A subject, not a slave!

William Wordsworth (1770-1850): Ere with Cold Beads of Midnight Dew.

Underneath this sable hearse

Lies the subject of all verse,—

Sidney's sister, Pembroke's mother.

Death, ere thou hast slain another,

Learn'd and fair and good as she,

Time shall throw a dart at thee.

Ben Jonson (1573-1637): Epitaph on the Countess of Pembroke.

Well, honour is the subject of my story.

I cannot tell what you and other men

Think of this life; but, for my single self,

I had as lief not be as live to be

In awe of such a thing as I myself.

William Shakespeare (1564-1616): Julius Caesar. Act i. Sc. 2.

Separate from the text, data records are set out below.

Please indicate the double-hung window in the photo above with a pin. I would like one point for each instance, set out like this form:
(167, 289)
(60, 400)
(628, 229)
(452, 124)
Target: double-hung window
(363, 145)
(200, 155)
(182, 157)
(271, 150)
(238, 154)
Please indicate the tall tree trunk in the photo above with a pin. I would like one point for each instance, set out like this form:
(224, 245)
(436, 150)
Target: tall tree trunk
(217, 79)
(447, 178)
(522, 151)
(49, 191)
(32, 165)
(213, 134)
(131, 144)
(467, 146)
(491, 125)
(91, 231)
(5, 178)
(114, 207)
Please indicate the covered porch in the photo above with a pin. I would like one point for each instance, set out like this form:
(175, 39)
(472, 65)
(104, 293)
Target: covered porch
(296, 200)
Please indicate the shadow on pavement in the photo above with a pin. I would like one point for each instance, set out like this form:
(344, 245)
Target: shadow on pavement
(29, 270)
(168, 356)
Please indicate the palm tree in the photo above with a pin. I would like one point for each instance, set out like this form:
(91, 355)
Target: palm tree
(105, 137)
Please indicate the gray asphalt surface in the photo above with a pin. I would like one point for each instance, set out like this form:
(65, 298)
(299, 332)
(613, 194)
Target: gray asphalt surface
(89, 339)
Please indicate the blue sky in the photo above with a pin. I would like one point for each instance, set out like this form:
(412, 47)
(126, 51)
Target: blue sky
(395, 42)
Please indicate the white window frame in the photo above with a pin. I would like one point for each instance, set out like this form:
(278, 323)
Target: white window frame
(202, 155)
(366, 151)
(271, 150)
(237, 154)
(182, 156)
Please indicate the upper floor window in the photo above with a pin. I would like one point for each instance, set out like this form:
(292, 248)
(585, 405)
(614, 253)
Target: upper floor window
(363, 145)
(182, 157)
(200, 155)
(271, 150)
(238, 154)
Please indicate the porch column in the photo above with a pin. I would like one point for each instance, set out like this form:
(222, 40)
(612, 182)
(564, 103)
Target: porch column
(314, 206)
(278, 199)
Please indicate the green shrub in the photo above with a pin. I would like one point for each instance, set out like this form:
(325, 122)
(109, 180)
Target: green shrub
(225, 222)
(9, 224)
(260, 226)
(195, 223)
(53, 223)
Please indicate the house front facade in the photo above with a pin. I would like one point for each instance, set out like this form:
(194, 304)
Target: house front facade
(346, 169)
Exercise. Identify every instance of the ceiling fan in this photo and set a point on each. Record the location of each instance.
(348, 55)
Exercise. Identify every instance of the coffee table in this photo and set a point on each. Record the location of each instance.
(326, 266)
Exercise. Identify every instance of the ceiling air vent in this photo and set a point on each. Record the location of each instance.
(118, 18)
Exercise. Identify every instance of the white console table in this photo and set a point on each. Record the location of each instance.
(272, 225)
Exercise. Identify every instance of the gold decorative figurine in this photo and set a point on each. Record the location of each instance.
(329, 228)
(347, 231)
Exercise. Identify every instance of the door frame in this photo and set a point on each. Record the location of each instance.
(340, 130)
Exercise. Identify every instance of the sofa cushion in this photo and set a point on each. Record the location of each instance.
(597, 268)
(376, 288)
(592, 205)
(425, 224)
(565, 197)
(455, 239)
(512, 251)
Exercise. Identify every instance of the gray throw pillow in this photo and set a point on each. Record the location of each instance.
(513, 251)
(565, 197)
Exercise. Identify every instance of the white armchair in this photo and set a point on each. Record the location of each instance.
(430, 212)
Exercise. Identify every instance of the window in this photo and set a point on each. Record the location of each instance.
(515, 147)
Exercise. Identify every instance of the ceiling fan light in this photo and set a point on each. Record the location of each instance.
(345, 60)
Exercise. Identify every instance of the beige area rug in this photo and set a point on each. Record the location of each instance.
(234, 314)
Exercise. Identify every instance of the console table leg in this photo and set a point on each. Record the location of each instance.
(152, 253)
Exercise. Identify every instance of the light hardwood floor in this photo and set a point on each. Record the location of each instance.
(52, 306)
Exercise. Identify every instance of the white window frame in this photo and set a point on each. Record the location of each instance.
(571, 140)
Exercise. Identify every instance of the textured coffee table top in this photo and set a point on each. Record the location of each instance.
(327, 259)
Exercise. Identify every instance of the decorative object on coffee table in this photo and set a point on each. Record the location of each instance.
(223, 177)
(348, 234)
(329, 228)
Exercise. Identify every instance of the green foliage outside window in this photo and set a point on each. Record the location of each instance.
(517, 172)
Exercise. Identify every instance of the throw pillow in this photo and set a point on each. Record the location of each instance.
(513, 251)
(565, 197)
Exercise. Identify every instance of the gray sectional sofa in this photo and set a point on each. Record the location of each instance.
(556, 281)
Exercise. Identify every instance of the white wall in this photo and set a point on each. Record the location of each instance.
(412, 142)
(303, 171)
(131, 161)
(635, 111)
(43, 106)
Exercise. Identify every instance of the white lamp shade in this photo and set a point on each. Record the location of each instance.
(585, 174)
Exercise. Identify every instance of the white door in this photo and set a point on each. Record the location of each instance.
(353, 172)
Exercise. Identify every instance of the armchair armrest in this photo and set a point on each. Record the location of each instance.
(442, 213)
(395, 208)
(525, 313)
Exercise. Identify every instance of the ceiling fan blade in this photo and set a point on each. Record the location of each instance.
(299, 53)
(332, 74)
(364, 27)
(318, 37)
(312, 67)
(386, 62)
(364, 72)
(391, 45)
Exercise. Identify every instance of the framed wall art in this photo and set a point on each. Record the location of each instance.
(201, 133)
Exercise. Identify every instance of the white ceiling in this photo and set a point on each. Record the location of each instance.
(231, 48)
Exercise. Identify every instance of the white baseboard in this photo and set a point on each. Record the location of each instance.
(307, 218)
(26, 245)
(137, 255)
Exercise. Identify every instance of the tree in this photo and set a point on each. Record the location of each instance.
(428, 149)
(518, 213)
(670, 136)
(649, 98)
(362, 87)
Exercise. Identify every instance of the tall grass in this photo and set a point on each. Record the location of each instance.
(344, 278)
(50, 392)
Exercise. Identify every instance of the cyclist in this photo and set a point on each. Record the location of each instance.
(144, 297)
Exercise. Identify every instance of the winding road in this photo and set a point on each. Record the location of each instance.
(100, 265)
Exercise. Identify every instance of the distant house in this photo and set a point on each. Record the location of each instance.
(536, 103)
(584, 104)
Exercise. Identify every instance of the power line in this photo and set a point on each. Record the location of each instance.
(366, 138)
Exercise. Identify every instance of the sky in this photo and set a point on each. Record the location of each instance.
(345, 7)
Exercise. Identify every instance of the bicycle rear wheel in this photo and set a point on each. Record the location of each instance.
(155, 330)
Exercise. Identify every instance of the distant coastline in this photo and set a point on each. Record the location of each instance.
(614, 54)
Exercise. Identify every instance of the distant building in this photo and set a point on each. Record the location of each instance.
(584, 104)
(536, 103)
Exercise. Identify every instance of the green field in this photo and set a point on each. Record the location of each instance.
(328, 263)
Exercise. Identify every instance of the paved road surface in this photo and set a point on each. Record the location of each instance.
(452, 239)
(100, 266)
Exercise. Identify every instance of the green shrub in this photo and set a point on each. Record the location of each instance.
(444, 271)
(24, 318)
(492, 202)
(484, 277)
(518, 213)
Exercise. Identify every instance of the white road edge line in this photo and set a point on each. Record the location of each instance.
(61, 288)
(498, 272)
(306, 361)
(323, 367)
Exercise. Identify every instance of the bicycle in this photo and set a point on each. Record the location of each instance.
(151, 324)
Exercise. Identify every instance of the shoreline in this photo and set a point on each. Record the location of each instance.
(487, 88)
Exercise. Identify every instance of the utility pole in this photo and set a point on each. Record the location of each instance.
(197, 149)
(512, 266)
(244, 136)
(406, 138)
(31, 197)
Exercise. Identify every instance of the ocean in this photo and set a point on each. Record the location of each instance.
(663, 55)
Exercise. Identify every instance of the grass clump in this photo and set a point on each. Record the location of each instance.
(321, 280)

Such duty as the subject owes the prince,

Even such a woman oweth to her husband.

William Shakespeare (1564-1616): The Taming of the Shrew. Act v. Sc. 2.

Unlike my subject now shall be my song;

It shall be witty, and it sha'n't be long.

Earl Of Chesterfield (1694-1773): Impromptu Lines.

  Knowledge is of two kinds: we know a subject ourselves, or we know where we can find information upon it.

Samuel Johnson (1709-1784): Life of Johnson (Boswell). Vol. v. Chap. ix.